2.     Ustedes me dicen Señor, y lo soy, pues, si Yo el Señor os he hecho esto, vosotros también debéis hacerlo. Los apóstoles pensaron que Jesús les diría: ¡pronto tienen que lavarme los pies!. ¡Esto sería justo!  Jesús había lavado 24 sucios pies y 120 inmundos dedos.

B.    ¿Querrá Jesús que andemos lavando pies?

1.     Puede que no sea mala idea.  Jesús lavó los pies de Judas, aún cuando sabía que el le traicionaría.

2.     Creo que yo me sentiría tentado a usar agua hirviendo o agua con cubos de hielo. ¡Cuando le secara los pies a Judas, podría tratar de arrancarle la piel al frotarla!. Pero Jesús le lavó los pies a Judas con el mismo amor y delicadeza que a los otros.

a.     Esta actitud de amor y de servicio, hasta este momento no existía en el corazón de los discípulos de Jesús.

b.     Juan 17 registra la hermosa y profunda oración de Jesús, en ella podemos observar una profunda preocupación  del Señor por sus apóstoles:

c.     Esta es un relato parafraseado de dicha oración: “Padre querido, tengo miedo por ellos, el mundo está dentro de ellos: temo que el egoísmo, los intereses y las rivalidades desgarren la unidad entre ellos. Eran tuyos y me los entregaste, ahora que me alejo de ellos vuelvo a entregártelos. Guárdalos con cariño. En cuanto estaba con ellos yo los cuidaba. Ahora cuídalos Tú.

Tengo miedo por ellos, los conozco bien. No permitas que los intereses los dividan y que las rivalidades acaben por extinguir la paz. Que sean UNO, Padre amado, como Tú y Yo.

Tengo miedo por ellos, los conozco bien. No es necesario que los retires del mundo. Derriba en ellos las altas murallas, levantadas por el egoísmo. Cubre los fosos, allana los desniveles para que ellos sean verdaderamente UNIDAD Y SANTIDAD.

3.     He aquí el gran problema humano. Rivalidades, celos y envidias, que logran separar y dividir. Hermanos, amémonos de verdad, practiquemos la unidad.

C.    ¿Querría Jesús que tuviéramos ceremonias de lavamientos de pies como parte de nuestros servicios de adoración?

1.     Yo creo firmemente que no. Examinando los escritos antiguos esa ceremonia nunca se celebró en la iglesia del Señor. Hay una sola mención de esto en (1ª  Timoteo 5:9-10).

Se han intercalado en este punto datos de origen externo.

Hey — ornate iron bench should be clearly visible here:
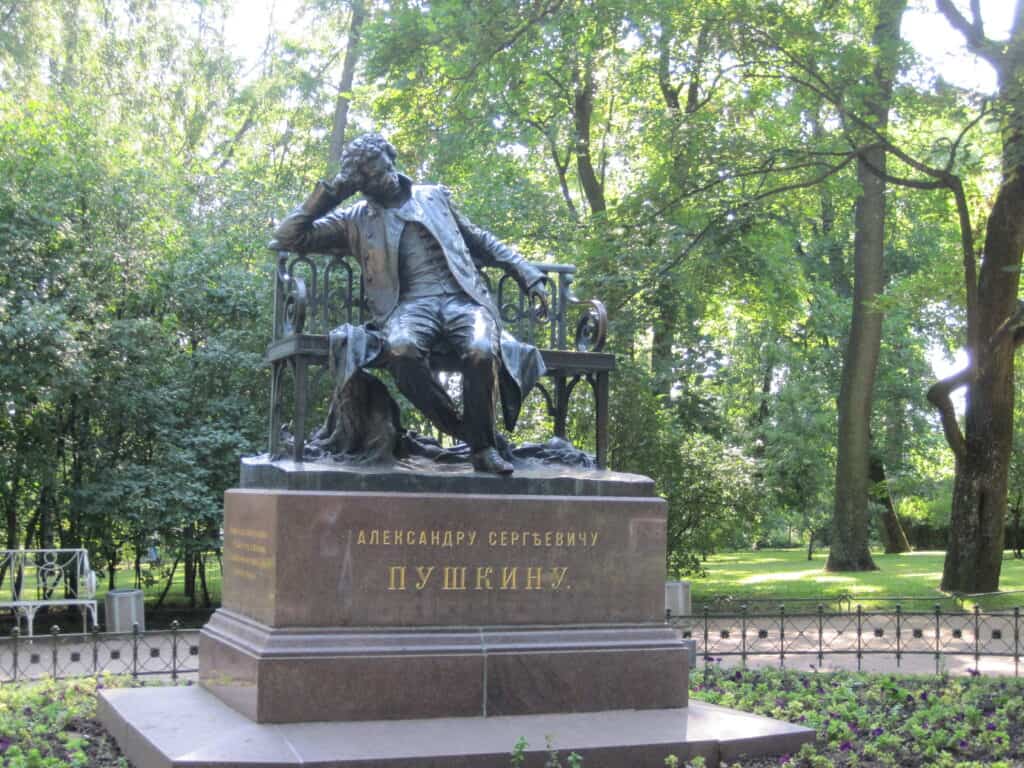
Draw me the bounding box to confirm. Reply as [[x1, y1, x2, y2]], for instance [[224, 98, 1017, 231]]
[[0, 549, 97, 637], [266, 252, 615, 468]]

2.     Los requisitos para las viudas no tiene nada que ver con las reuniones de la iglesia sino con el carácter personal y la vida cotidiana. El acto de lavar los pies no tiene nada que ver con los actos de adoración de la iglesia sino con la hospitalidad y el servicio a los necesitados. Era deber de la viudas, como lo es para cada cristiano, practicar el lavamiento de pies de los santos (según la costumbre de aquellos días) pero no en una ceremonia de la iglesia sino en el hogar como parte del servicio de hospitalidad ofrecido a los huéspedes que llegaran a sus casas. (1ª  Cor. 9:27; Gál. 5:13; Heb. 6:10).

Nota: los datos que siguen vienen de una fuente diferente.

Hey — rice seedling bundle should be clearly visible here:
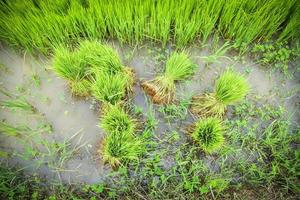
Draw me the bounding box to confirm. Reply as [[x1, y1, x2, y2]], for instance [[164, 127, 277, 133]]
[[99, 105, 145, 168], [100, 105, 136, 134], [191, 117, 224, 153], [142, 52, 196, 104], [99, 132, 146, 168], [191, 70, 250, 117], [53, 41, 133, 99]]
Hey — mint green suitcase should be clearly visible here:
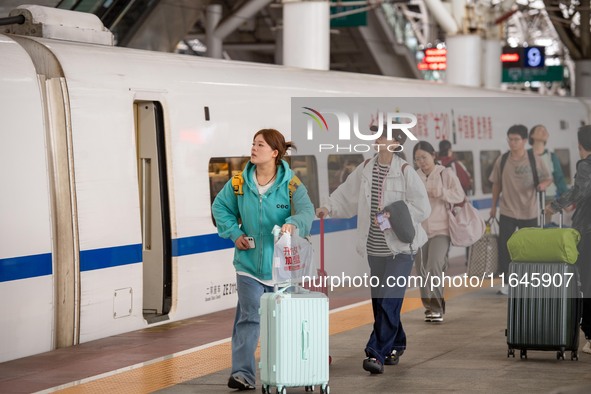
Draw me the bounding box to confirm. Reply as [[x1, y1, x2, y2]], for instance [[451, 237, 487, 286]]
[[259, 286, 330, 394]]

3.     Si sabéis hacer esto, bienaventurados seréis… (17). Recordemos que lo que Jesús quiere de nosotros es: “Que el espíritu de Humildad y del servicio prevalezcan en la vida diaria de todos sus discípulos. Si logramos esto habremos cumplido la ley de Cristo” Gálatas 6:2.

 

CONCLUSION:

A.    Cada uno de nosotros debemos hacernos las siguientes preguntas: ¿Estaré sirviendo al Señor? ¿Estaré sirviendo a mis semejantes? ¿Estaré creciendo en capacidad como siervo todos los días?.

B.    Estamos prestos a obedecer cuando el Señor nos ordena hacer algo? ¿Estaremos como Pedro, ¡Nunca Señor!? ¡Jamás  Señor!.

C.    Señor, haz con migo lo que quieras. ¡Lávame desde la cabeza hasta los pies!.

D.   Bien hecho, buen siervo. Entra en el gozo de tu Señor (Mat. 25:21,31-45)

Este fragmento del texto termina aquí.